The Autumn Statement summary
|Business and infrastructure
This week’s Autumn Statement received a muted reaction from UK investors, with the FTSE 100 falling slightly (at time of writing) after the announcements and importantly, bond yields were unmoved, unlike last Autumn. I suspect the reason is that although a wide range of announcements were made, given the limited tax cuts, the Office for Budget Responsibility (OBR) confirmed in their expert view that none of the choices made will keep inflation higher for longer over the next year.3 Investment markets broadly have been positive, although some of the rises seen since the inflation data pointed to a peak in interest rates have slowed. As I mentioned in last week’s update, attention is now turning to when they may cut interest rates, rather than if. Andrew Bailey, the Governor of the Bank of England, will be aware of the market optimism and has been in the press this week to warn that inflation will take longer to return to target than investors are pricing in. He warned that the challenge is not yet won and there are several factors that could lead to price rises being stickier in the months ahead.4 Bond yields have fallen significantly in the last three weeks as investors adjust to a more dovish outlook (where they expect rate cuts, not rises). This week sees a shortened week in the US because of the Thanksgiving holiday, with investors waiting in anticipation of next week’s economic numbers for the US to assess whether higher rates are finally starting to slow the economy.
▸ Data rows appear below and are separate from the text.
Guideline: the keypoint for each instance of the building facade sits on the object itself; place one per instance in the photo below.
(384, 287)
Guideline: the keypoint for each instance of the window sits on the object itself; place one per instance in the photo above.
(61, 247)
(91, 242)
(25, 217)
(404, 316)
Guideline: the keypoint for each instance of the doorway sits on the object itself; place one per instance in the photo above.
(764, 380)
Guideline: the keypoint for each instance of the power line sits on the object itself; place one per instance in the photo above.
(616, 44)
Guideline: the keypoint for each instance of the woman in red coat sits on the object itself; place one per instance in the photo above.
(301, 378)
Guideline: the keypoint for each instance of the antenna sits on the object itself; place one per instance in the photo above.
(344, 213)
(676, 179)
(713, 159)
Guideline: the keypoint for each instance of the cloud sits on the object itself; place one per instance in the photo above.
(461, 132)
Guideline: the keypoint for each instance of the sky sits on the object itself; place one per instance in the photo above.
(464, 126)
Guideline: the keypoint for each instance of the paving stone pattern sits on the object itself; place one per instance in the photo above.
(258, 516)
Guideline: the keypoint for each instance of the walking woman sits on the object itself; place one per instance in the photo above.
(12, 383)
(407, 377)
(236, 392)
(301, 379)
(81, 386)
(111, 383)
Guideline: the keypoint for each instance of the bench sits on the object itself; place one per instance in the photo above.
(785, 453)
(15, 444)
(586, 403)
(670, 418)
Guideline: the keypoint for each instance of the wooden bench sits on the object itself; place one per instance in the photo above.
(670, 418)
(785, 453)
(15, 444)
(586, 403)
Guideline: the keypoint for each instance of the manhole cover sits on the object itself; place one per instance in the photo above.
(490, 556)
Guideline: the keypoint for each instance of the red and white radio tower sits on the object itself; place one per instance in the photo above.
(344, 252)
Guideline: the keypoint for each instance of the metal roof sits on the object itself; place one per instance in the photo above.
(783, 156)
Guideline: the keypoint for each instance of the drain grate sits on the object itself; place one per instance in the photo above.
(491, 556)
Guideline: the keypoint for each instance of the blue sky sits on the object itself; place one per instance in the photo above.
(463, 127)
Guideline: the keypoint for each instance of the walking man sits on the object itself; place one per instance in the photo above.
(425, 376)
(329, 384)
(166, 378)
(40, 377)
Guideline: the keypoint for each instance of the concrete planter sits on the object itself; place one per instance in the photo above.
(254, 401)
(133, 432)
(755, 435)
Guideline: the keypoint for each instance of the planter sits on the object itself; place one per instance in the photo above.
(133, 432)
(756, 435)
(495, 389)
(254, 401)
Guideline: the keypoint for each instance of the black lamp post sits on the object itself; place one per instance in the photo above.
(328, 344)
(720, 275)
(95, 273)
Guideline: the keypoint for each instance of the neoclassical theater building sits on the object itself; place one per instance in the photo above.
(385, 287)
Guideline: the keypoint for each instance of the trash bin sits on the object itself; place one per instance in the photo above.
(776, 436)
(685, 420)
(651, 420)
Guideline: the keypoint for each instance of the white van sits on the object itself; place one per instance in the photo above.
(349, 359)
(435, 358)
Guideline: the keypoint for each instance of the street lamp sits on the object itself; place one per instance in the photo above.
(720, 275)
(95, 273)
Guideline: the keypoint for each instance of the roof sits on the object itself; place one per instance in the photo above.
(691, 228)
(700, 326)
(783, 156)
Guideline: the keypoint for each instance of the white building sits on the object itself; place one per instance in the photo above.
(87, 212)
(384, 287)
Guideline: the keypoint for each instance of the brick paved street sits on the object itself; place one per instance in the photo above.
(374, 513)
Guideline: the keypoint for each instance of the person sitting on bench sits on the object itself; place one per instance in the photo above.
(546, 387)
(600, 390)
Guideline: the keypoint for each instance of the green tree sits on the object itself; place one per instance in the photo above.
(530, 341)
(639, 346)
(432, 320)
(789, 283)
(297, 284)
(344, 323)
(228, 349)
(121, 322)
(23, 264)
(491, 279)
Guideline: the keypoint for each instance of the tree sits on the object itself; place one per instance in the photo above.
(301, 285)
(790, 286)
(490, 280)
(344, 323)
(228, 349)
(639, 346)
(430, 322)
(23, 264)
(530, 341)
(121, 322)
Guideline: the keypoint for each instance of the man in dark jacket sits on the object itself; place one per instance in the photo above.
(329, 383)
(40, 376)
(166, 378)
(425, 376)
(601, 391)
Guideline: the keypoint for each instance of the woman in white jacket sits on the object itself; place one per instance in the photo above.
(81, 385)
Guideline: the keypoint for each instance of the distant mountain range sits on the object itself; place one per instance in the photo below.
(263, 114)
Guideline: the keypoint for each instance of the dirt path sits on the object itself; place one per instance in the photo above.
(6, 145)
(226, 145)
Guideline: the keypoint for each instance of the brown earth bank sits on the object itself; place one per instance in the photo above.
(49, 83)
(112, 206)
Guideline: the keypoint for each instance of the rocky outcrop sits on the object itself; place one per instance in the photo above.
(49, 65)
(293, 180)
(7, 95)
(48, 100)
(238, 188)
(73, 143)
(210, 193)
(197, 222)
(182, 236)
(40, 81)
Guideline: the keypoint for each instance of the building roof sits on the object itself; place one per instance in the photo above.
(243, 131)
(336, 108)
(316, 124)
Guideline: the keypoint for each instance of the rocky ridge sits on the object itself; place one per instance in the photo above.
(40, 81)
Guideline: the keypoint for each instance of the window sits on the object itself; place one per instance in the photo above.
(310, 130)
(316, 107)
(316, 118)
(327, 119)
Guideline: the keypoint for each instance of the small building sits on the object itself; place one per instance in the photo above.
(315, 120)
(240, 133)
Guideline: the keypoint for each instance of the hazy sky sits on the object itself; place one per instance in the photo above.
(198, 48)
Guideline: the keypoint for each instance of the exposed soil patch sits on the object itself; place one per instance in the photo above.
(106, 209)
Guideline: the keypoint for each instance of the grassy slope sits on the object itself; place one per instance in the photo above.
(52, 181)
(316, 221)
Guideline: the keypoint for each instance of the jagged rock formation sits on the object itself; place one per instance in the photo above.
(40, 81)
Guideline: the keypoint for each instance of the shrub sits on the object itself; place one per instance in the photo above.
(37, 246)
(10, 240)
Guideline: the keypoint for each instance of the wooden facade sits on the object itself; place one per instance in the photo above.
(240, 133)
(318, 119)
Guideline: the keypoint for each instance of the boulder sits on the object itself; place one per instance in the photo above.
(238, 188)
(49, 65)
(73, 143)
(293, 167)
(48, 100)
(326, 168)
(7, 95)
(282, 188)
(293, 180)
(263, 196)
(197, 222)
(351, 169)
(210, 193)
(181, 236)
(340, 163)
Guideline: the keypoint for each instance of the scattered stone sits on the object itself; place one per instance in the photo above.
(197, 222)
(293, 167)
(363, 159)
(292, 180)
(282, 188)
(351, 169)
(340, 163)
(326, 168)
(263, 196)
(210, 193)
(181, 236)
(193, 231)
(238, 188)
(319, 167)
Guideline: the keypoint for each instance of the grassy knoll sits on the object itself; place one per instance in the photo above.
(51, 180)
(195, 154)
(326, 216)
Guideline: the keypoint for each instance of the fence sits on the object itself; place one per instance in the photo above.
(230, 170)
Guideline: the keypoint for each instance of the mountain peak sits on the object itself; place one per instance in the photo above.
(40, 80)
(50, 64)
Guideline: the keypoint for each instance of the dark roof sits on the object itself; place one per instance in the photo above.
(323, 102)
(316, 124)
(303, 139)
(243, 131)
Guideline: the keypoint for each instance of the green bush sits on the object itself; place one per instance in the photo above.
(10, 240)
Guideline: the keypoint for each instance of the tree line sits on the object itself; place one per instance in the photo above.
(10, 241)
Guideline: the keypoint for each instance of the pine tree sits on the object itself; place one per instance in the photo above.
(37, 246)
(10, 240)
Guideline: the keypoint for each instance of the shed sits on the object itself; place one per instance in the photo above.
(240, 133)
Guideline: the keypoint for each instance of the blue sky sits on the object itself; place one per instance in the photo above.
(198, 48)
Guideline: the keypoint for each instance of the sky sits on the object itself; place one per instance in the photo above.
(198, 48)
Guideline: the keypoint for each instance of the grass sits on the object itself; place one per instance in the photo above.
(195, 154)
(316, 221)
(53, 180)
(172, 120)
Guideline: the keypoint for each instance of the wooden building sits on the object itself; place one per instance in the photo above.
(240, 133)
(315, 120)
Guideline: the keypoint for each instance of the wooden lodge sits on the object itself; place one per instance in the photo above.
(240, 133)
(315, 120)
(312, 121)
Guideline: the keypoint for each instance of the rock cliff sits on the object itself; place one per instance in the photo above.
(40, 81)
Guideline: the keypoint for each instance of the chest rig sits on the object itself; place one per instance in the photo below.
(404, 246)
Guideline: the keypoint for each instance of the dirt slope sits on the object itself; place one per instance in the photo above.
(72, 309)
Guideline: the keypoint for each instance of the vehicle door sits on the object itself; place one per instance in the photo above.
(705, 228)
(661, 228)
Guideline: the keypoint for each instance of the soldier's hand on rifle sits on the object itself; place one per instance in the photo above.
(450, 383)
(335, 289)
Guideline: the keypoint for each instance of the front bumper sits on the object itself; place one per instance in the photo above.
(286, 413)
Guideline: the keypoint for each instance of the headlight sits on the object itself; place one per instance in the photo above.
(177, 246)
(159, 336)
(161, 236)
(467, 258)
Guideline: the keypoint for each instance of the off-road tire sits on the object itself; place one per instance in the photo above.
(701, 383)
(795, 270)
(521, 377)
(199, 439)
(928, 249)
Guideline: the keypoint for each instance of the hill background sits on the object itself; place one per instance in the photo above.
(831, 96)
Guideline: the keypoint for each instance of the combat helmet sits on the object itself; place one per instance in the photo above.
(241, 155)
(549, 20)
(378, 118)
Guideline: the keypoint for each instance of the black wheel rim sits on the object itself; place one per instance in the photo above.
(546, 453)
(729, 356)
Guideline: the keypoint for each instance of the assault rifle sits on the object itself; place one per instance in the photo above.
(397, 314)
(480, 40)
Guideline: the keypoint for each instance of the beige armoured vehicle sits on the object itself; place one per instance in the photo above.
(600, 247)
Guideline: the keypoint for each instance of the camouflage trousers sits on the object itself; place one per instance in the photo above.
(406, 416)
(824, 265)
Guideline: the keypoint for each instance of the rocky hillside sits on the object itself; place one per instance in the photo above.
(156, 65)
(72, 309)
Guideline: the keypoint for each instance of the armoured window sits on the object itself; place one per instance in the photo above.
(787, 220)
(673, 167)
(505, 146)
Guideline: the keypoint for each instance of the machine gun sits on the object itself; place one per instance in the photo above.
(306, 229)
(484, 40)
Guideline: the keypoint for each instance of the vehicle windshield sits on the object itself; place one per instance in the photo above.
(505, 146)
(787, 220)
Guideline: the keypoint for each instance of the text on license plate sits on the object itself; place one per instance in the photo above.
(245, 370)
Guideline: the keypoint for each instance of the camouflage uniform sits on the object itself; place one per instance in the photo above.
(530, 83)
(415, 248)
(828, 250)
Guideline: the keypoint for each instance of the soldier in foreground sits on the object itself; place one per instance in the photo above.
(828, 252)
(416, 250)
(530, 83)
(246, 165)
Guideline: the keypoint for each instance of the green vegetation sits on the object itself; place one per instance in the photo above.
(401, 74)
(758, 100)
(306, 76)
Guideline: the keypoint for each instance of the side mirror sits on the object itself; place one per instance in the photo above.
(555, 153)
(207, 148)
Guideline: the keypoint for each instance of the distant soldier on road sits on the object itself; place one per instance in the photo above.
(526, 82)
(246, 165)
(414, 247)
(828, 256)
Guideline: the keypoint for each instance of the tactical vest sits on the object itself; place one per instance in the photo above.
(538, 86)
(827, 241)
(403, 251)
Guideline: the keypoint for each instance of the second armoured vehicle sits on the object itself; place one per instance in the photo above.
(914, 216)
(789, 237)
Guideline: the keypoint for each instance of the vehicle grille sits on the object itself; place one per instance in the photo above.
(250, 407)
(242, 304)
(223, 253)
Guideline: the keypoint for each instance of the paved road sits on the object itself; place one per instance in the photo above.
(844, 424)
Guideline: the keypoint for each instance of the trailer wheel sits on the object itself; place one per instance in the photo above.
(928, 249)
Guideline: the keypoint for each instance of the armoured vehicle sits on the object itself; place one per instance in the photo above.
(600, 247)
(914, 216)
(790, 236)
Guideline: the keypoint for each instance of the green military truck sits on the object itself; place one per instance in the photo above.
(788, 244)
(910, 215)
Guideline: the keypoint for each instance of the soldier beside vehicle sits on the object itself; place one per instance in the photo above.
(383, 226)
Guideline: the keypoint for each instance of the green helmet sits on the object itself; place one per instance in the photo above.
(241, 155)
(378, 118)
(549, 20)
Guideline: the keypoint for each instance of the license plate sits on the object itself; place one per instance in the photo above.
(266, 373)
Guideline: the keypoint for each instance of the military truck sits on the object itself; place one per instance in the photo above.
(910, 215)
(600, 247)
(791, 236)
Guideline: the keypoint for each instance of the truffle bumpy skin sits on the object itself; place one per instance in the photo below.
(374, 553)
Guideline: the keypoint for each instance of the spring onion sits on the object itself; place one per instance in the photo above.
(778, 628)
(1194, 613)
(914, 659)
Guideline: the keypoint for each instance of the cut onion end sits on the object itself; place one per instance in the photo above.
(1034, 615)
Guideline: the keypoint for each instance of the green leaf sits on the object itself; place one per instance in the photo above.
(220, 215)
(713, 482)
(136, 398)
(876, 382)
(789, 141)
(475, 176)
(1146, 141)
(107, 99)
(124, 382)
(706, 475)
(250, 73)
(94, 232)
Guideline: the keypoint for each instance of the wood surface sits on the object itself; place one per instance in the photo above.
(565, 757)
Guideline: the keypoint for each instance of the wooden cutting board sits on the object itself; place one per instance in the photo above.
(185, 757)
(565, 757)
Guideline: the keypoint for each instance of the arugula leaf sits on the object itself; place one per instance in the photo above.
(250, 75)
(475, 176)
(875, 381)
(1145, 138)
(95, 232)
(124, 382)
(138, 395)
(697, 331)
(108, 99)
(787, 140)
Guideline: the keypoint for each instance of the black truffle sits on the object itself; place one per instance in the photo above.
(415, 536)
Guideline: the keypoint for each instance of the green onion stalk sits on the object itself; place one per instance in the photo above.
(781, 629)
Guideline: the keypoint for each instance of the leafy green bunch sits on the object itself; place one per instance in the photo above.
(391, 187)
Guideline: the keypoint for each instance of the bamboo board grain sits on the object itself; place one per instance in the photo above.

The value of seeking guidance and advice
It is important to seek advice and guidance from a professional financial adviser who can help to explain how to build an appropriate financial plan to match your time horizons, financial ambitions, and risk comfort. If you already have a plan in place, or have already invested, it is important to allocate time to review this to ensure this remains on track and appropriate for your needs.
Note: Data as at 23 November 2023. 1Office for National Statistics, 15 November 2023. 2IPSOS, 17 November 2023. 3The Office for Budget Responsibility, 22 November 2023. 4The Guardian, 21 November 2023.